Hi, folks,
I am using Solr 1.3 pretty successfully, but am running into an issue that
hits once in a long while. I'm still using 1.3 since I have some custom
code I will have to port forward to 1.4.
My basic setup is that I have data sources continually pushing data into
Solr, around 20K adds per day. The index is currently around 100G, stored
on local disk on a fast linux server. I'm trying to make new docs
searchable as quickly as possible, so I currently have autocommit set to
15s. I originally had 3s but that seems to be a little too unstable. I
never optimize the index since optimize will lock things up solid for 2
hours, dropping docs until the optimize completes. I'm using the default
segment merging settings.
Every once in a while I'm getting a socket timeout when trying to add a
document. I traced it to a 20s timeout and then found the corresponding
point in the Solr log.
Jan 13, 2010 2:59:15 PM org.apache.solr.core.SolrCore execute
INFO: [tales] webapp=/solr path=/update params={} status=0 QTime=2
Jan 13, 2010 2:59:15 PM org.apache.solr.update.DirectUpdateHandler2 commit
INFO: start commit(optimize=false,waitFlush=true,waitSearcher=true)

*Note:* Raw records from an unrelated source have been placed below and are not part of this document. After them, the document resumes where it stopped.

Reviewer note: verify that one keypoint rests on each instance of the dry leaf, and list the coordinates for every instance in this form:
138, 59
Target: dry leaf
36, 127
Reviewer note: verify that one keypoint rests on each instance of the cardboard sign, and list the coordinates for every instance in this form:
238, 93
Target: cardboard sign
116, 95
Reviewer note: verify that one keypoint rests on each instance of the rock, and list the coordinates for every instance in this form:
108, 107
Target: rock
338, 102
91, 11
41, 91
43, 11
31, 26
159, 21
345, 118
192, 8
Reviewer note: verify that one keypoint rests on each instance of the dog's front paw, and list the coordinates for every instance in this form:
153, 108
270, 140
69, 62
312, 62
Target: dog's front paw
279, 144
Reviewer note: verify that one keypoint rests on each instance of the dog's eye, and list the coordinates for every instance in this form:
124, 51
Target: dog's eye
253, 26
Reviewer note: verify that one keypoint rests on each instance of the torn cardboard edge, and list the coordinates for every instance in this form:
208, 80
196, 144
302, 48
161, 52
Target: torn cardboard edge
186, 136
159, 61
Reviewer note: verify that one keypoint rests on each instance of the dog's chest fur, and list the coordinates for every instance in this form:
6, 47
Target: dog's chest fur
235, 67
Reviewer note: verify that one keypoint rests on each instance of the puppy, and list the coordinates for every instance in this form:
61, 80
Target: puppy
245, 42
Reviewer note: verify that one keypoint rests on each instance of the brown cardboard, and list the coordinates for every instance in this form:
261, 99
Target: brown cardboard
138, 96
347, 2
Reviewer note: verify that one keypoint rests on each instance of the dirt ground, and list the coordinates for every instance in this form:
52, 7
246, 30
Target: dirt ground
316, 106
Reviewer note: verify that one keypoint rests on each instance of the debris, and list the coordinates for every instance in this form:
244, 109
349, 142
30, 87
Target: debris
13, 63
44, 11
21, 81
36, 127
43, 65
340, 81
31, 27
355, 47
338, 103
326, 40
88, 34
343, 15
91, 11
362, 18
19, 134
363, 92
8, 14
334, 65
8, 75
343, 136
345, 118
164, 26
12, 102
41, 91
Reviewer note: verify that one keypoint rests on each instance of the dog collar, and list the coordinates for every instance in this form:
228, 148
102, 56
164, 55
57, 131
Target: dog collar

Jan 13, 2010 2:59:56 PM org.apache.solr.search.SolrIndexSearcher <init>
INFO: Opening searc...@26e926e9 main
Jan 13, 2010 2:59:56 PM org.apache.solr.update.DirectUpdateHandler2 commit
INFO: end_commit_flush
Solr locked up for 41 seconds here while doing some of the commit work.
So, I have a few questions.
Is this related to GC?
Does Solr always lock up when merging segments and I just have to live with
losing the doc I want to add?
Is there a timeout that would guarantee me a write success?
Should I just retry in this situation? If so, how do I distinguish between
this and Solr just being down?
I already have had issues in the past with too many files open, so
increasing the merge factor isn't an option.
On a related note, I had previously asked about optimizing and was told
that segment merging would take care of cleaning up deleted docs. However,
I have the following stats for my index:
numDocs : 2791091
maxDoc : 4811416
My understanding is that numDocs is the docs being searched and maxDoc is
the number of docs including ones that will disappear after optimization.
How do I get this cleanup without using optimize, since it locks up Solr
for multiple hours. I'm deleting old docs daily as well.
Thanks for all the help,
Jerry